As the River Rises… and Falls

While much of the world’s attention is on Pakistan and the death of Osama bin Laden, my prayers and concern have faced a different direction: Paducah, Kentucky; Cairo, Illinois; and the lower Ohio River Valley.

Last night another 1.8 inches of rain fell at my house, south of Indianapolis, which will drain into the White River, then to the Wabash, and eventually into the Ohio. The last thing the Ohio River basin needs is more rain.

Downtown Maysville, Kentucky, during the 1937 flood. Image obtained from www.nkyviews.com on May 3, 2011.

I grew up on the Ohio River, in Maysville, Kentucky. The water of that river still flows in my veins today. In that little town, the 1937 flood was the stuff of legend. At the time I grew up, a lot of people were still living who recalled and lived through the record flood of January 1937. My parents’ house was about 300 yards from where a floodwall stands today. As Mom and Dad were renovating the house, they discovered the water line from that flood halfway up the walls of the second story.

It’s hard to believe that a worse flood could come along, but it has. At Cairo, Illinois, near the confluence of the Ohio and Mississippi Rivers, the Ohio crested at 59.5 feet in 1937. The Ohio River reached 61.7 feet on the gauge at Cairo before the U.S. Army Corps of Engineers was able to breach the Bird’s Point levee, operating the Bird’s Point-New Madrid floodway and lowering the river levels at Cairo.

These towers indicate the level of the Ohio River at Vevay, Indiana, in the 1937 flood.

At Vevay, Indiana, along the banks of the Ohio, three towers stand that mark the water level of the 1937 flood. The flood of 2011, although downstream from Vevay, is topping those levels by 2-3 feet.

This is the “project flood” that the Mississippi River and Tributaries Project was developed to protect against. Had the Corps of Engineers not put the Bird’s Point-New Madrid floodway into operation, the Ohio River would have continued to rise, increasing pressure on the levees at Cairo and possibly causing a breach that could wipe out that town, leaving its 2,800 residents homeless.

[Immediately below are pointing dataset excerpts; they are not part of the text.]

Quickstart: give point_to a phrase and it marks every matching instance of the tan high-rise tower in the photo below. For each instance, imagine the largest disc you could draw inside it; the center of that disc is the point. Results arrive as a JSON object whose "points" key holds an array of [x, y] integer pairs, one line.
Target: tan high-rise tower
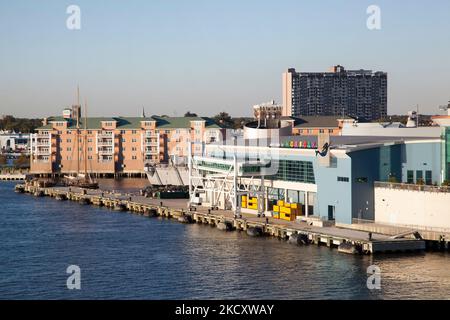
{"points": [[287, 92]]}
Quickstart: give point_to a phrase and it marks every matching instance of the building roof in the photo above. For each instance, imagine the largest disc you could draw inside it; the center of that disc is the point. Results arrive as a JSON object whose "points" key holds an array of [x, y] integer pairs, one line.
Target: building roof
{"points": [[353, 143], [318, 121], [134, 122]]}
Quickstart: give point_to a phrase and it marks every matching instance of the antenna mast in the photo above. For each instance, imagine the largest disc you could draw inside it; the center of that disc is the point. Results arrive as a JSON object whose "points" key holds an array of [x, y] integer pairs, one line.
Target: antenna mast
{"points": [[85, 139], [78, 108]]}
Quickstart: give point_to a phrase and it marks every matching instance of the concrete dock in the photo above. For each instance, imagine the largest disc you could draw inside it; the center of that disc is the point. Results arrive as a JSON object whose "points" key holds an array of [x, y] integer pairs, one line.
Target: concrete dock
{"points": [[346, 240]]}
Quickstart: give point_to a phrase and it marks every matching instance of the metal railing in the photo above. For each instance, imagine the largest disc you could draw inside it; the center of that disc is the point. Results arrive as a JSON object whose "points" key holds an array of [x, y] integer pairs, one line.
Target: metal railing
{"points": [[411, 187], [400, 225]]}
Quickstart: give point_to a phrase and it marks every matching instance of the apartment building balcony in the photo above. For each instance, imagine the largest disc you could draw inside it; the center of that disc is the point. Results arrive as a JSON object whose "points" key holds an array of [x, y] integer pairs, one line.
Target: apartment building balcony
{"points": [[151, 143], [105, 158], [43, 152], [151, 135], [42, 143], [42, 136], [106, 151], [105, 142], [151, 151]]}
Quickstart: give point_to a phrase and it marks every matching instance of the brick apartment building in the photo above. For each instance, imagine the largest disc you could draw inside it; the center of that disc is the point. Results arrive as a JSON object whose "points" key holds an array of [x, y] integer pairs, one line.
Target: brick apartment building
{"points": [[116, 145]]}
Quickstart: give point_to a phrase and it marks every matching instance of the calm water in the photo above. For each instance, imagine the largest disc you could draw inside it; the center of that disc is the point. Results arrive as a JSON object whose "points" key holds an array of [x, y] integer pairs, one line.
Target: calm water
{"points": [[126, 256]]}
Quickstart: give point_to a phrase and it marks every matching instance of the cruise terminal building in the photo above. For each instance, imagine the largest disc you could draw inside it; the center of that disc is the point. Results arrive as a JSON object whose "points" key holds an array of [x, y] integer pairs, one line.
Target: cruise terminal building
{"points": [[331, 178]]}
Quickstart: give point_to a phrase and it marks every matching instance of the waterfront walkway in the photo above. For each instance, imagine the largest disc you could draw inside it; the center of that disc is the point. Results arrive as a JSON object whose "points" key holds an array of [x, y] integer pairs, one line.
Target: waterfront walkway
{"points": [[178, 209]]}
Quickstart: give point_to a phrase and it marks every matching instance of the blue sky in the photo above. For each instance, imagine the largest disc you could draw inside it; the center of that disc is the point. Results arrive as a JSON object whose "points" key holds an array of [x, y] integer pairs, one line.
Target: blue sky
{"points": [[171, 56]]}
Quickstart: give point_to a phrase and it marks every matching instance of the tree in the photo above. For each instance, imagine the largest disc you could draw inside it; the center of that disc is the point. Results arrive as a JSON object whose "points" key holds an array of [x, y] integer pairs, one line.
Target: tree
{"points": [[190, 114], [19, 124], [224, 119]]}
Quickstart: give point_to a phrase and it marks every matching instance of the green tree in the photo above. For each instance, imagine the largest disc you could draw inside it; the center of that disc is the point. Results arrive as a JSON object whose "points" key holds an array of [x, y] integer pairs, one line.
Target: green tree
{"points": [[190, 114], [224, 119]]}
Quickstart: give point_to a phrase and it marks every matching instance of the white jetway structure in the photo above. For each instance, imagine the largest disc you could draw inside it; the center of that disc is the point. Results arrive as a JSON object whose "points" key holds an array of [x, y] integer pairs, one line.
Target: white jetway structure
{"points": [[219, 183]]}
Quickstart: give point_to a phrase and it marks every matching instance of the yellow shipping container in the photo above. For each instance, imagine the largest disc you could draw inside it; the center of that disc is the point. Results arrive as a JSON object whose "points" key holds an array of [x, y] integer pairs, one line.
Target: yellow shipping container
{"points": [[286, 210]]}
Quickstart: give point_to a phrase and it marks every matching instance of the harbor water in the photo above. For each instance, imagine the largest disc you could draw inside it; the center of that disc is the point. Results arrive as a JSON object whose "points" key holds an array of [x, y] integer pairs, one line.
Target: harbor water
{"points": [[126, 256]]}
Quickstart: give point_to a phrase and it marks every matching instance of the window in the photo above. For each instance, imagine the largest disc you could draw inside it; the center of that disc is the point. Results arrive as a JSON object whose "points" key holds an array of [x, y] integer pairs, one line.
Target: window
{"points": [[291, 170], [410, 176], [428, 177]]}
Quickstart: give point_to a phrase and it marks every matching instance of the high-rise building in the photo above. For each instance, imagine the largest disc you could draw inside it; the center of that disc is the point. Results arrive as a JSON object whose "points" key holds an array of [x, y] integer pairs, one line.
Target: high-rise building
{"points": [[356, 93]]}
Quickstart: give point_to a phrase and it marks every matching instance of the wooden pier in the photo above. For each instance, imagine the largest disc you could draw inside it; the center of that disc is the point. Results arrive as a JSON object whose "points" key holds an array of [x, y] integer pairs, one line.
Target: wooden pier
{"points": [[345, 240], [13, 177]]}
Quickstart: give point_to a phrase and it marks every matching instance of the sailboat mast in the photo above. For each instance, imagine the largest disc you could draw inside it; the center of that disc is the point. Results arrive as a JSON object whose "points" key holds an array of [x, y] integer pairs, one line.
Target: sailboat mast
{"points": [[78, 130], [85, 139]]}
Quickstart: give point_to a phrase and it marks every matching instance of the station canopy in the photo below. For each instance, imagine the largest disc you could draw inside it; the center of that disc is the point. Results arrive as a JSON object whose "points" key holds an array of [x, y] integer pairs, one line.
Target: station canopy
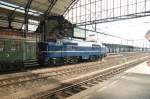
{"points": [[14, 10]]}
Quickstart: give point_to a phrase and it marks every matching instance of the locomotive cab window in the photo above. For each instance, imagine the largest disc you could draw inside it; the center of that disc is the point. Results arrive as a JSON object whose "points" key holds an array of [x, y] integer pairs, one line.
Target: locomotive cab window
{"points": [[97, 46], [15, 46], [1, 46]]}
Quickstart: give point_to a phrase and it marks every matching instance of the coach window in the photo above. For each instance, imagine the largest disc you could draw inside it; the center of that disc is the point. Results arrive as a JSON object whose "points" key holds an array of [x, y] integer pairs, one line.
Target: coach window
{"points": [[1, 46]]}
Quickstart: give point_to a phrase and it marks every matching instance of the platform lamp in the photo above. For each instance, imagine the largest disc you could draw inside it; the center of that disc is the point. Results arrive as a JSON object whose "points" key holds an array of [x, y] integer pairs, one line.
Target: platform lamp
{"points": [[147, 35]]}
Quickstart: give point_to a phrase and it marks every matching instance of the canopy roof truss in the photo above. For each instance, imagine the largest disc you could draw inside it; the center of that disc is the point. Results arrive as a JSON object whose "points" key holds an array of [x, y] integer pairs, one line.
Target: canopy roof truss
{"points": [[17, 13]]}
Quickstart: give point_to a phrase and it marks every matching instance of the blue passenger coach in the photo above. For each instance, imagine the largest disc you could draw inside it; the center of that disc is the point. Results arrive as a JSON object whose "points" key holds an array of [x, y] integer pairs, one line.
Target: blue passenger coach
{"points": [[71, 51]]}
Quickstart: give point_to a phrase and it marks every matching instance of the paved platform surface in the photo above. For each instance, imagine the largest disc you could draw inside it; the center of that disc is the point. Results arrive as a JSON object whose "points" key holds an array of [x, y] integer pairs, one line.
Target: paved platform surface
{"points": [[132, 84]]}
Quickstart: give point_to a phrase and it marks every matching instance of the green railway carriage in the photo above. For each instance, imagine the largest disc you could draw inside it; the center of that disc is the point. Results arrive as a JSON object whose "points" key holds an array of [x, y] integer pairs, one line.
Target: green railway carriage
{"points": [[16, 52]]}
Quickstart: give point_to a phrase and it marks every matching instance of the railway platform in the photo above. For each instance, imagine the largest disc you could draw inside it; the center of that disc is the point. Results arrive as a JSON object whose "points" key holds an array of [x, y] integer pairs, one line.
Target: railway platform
{"points": [[131, 84]]}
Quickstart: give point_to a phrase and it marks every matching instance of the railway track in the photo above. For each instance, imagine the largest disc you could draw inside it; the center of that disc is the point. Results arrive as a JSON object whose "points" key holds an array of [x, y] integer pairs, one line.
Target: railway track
{"points": [[61, 74], [85, 83]]}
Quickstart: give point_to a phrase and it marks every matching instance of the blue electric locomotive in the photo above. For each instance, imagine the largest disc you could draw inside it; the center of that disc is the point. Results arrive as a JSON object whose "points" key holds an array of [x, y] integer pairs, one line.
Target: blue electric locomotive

The operation of the floodway has its own consequences, however. Breaching the Bird’s Point levee started the process of flooding over 130,000 acres of farm land in Mississippi County, Missouri. The intentional flooding will leave behind a layer of silt that will remain for a generation, damaging the land with a loss of topsoil and depositing pollutants that have accumulated in the silt and clay from the river water.

Just as the wind blows where it will, water flows where it will. Our efforts to control the flow of water, even in the interest of public safety and continued navigation, lead to difficult decisions. The water has to go somewhere, and it will change lives wherever it goes.

So prayers are offered for those along the lower Ohio River valley who watched anxiously to see what the river would do. Prayers are offered for those in Missouri whose lives and livelihoods have been profoundly affected. Prayers are offered for the leaders in the Corps of Engineers as they continue watching the “project flood” and the pressure it puts on the system as it moves down the Mississippi River basin.

As the nation looks at Pakistan, Old Man River keeps rolling through the heart of the country in his bloated state, impacting people and homes along the way.

3 thoughts on “As the River Rises… and Falls

  1. Susan McNeely says:

    Growing up as a river rat in farthest northern Kentucky, it seemed like life centered around the river. Sometimes my dad could not complete his mail route over a dirt road that periodically flooded. Stories of the 1937 flood were told again and again, as well as stories of the year the river froze and you could take a horse and wagon across (maybe the second decade of the last century?). It almost did this again in 1978, when we were back living near the place I grew up. We boated on the river, took rides on paddlewheelers, skipped rocks, took the ferry to Indiana or Ohio (no bridges then). The I-275 bridge from Indiana to Kentucky is named for my grandfather, who like most of the family up to and including my mother were born within a very few miles of the Ohio. It was a constant presence in our lives.

    But always, we feared the floods. I read about this current one, and mourn in advance for the destruction in lives it will cause. Rivers, and especially those we have tried to tame, are the ever-present reminder that we can live in the boundaries of nature, but never control it. I’ve filled sandbags, dug out mud from basements, wondered at watermarks high on the walls of buildings. And years later, we face the same peril. It is a wonder and a sorrow.

  2. Tonia S says:

    Great article and oh so true. Thoughts from Susan bring back many memories. The river was always the focal point of activities. People up north here just don’t get it when I talk of the ’37 flood. The stories my dad told of standing on the roof of his house and of my mother in Illinois whose family was evacuated in a row boat tell of a time before media overload.
    My husband teases me that the first time I took him “home” I kept telling him we had to see “the river”. After many trips south, I think he now gets it.
    With flood walls our town was protected; but, so many in the county lost so much. The “wonder and sorrow” comment from above says it all.